Books are the best. They'll always give you that [lived in] feeling. A nice wall that has bookshelves across it will always give you that feeling of coziness, comfort. There's just something about books. Books and rugs. And bookshelves.
You mentioned wallpaper before, and I wanted to ask you specifically about that. How do you go about finding say, the patterned wallpaper in LaVona's living room in I, Tonya, or other things that you can't necessarily scour an antique market for?
There are places that sell vintage wallpaper. But I can never tell anybody where I get those, because then everyone will buy them and then I won't be able to use them on movies. [Laughs]. There's places online where you can find vintage wallpaper, but it's really expensive. It's like $150 a roll. There are companies that do reprints of vintage wallpaper that's pretty great. There's a company called Eade's [Wallpaper and Fabrics] that I like. You have to sift through a lot of books, but they're a small company in New York and they're really easy to deal with. They've got wallpaper for like $30 a roll and if you spend the time to go through the catalogue you can find some pretty amazing vintage-looking wallpaper.
Are there any go-to blogs or sites you use for design inspo? Are you scanning Pinterest like the rest of us or is your research usually tailored more to the individual project?
Of course I'm on Pinterest. Especially if I'm doing something contemporary. If I'm doing something period, they'll be some stuff on Pinterest as well, but I have a lot of blogs that I follow, photographers' blogs. Photographers who capture interior spaces from other countries like Russia. The spaces there that are contemporary still look amazing and they're such a great source of inspiration for me. Those are different kinds of sets, they're weird and interesting. They don't always translate for designing your home.
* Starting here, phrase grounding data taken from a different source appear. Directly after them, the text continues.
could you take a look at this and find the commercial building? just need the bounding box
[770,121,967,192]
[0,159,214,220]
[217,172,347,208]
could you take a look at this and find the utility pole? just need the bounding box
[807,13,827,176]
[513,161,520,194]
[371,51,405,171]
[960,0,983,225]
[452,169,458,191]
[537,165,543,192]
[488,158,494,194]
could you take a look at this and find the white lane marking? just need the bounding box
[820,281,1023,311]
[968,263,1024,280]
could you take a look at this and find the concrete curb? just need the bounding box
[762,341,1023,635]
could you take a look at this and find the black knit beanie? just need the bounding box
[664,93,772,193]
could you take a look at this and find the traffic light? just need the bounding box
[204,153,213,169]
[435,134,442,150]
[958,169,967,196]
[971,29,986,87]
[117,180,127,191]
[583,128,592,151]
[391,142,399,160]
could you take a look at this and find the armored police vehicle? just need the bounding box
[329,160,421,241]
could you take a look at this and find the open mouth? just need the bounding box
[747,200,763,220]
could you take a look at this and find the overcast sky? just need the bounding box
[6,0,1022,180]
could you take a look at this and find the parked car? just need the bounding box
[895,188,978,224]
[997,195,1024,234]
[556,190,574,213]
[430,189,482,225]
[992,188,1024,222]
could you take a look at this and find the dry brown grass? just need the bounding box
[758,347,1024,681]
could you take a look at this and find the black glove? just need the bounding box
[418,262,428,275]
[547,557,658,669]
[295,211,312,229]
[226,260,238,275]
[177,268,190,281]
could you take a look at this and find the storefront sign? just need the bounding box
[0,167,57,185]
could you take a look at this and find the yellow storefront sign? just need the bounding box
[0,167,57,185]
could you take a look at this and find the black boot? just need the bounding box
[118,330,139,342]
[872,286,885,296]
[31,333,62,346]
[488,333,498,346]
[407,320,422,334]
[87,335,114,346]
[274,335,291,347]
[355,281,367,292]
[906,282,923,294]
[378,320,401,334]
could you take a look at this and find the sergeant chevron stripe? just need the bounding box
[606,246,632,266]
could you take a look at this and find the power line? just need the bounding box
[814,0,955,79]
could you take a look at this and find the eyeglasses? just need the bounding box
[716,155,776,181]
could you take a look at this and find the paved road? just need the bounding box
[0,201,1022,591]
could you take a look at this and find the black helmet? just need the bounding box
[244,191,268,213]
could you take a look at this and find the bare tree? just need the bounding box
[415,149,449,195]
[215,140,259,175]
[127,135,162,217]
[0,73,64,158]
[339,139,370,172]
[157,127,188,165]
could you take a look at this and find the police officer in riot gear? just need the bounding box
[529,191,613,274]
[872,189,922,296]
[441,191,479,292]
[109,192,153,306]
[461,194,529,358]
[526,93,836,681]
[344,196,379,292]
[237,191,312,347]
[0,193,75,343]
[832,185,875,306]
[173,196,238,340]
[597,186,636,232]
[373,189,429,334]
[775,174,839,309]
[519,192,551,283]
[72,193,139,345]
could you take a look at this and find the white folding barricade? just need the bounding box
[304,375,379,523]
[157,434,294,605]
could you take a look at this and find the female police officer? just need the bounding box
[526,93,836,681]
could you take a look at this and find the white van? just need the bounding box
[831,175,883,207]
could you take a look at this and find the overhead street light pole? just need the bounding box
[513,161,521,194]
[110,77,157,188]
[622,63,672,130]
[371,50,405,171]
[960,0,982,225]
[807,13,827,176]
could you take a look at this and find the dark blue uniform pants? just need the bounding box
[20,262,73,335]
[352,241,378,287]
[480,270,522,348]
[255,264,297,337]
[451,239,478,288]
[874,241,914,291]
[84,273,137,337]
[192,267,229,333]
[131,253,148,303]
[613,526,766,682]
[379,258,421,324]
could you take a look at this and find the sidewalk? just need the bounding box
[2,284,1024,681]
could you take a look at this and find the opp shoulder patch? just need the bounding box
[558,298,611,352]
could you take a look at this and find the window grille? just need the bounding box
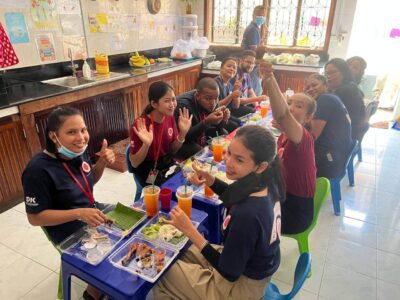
[212,0,333,49]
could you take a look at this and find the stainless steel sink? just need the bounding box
[42,76,95,89]
[41,72,130,89]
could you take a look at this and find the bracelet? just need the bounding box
[176,135,185,143]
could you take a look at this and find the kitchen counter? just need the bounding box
[0,59,202,111]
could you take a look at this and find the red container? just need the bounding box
[159,188,172,211]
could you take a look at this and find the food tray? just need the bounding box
[137,212,199,250]
[104,202,147,236]
[59,225,123,266]
[108,235,179,283]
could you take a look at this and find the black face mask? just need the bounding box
[219,172,265,208]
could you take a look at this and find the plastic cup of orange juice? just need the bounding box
[176,185,193,218]
[204,185,214,197]
[260,101,268,118]
[143,185,160,217]
[212,137,224,162]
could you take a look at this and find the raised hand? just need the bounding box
[259,61,274,81]
[133,118,153,146]
[178,107,192,136]
[98,139,115,165]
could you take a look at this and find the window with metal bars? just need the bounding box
[211,0,334,49]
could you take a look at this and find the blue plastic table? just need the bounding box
[61,205,208,300]
[161,171,224,244]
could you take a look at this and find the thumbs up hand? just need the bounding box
[98,139,115,165]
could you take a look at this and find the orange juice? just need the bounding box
[143,186,160,217]
[260,101,268,118]
[212,139,224,162]
[204,185,214,197]
[176,186,193,217]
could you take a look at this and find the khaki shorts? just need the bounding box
[153,245,271,300]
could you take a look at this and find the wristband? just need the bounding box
[199,239,209,251]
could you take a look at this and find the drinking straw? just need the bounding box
[209,160,214,172]
[152,174,156,193]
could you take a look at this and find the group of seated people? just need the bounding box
[21,51,369,299]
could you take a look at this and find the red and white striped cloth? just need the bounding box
[0,22,19,68]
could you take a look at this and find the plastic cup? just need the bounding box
[204,185,214,197]
[159,188,172,211]
[212,137,224,162]
[143,185,160,217]
[176,185,193,218]
[260,101,268,118]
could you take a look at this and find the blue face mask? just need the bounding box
[255,16,265,26]
[56,136,87,159]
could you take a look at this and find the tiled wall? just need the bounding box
[0,0,188,70]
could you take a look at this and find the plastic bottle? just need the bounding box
[82,59,91,79]
[95,53,109,74]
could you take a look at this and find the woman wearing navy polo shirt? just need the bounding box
[154,125,283,299]
[22,106,115,300]
[129,81,192,187]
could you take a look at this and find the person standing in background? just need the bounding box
[241,5,267,96]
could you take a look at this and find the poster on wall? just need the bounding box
[124,15,139,31]
[35,33,56,62]
[62,36,87,60]
[0,0,29,9]
[4,12,30,44]
[60,14,84,36]
[88,13,108,33]
[57,0,81,14]
[31,0,59,30]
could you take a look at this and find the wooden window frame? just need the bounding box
[204,0,337,55]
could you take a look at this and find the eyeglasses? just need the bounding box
[324,70,340,77]
[243,60,255,65]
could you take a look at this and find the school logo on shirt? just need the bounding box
[82,161,91,173]
[168,127,173,137]
[222,214,231,231]
[269,201,282,245]
[25,196,38,206]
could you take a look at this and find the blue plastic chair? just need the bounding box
[263,252,311,300]
[329,140,359,216]
[356,100,379,162]
[125,145,142,201]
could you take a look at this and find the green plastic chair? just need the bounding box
[41,227,63,300]
[283,177,330,276]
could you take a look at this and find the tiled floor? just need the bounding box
[1,125,400,299]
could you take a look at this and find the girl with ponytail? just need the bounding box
[154,125,282,299]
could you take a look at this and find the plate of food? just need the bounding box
[59,225,122,266]
[108,236,179,283]
[137,212,199,250]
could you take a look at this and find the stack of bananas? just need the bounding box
[129,52,155,67]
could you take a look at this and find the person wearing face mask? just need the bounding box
[22,106,115,300]
[241,5,267,97]
[175,78,232,158]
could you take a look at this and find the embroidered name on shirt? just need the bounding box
[25,196,38,206]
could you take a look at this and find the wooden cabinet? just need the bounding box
[273,67,321,93]
[0,118,30,210]
[1,64,201,211]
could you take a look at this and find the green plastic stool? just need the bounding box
[41,227,63,300]
[283,177,330,277]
My favourite sets are weird ones that you don't always want to recreate.
What are your best tips for designing a room when you're trying to stretch every dollar?
There's online auctions that you can find that are insane. Estate sales are amazing. I get into estate sales before they go public and there's all this stuff that they just throw in the garbage and I'm like, "No! Don't throw away that stack of weird papers. I need that!" You find weird art, great little projects, just amazing stuff. I design sets that are new of course, but I much prefer something that has a story, because I'm in the business of storytelling. Estate sales intrinsically have a story. You're picking up an object from someone's home and already it comes with a story, so it's already adding that extra layer to the world that you're creating.
This interview has been edited and condensed.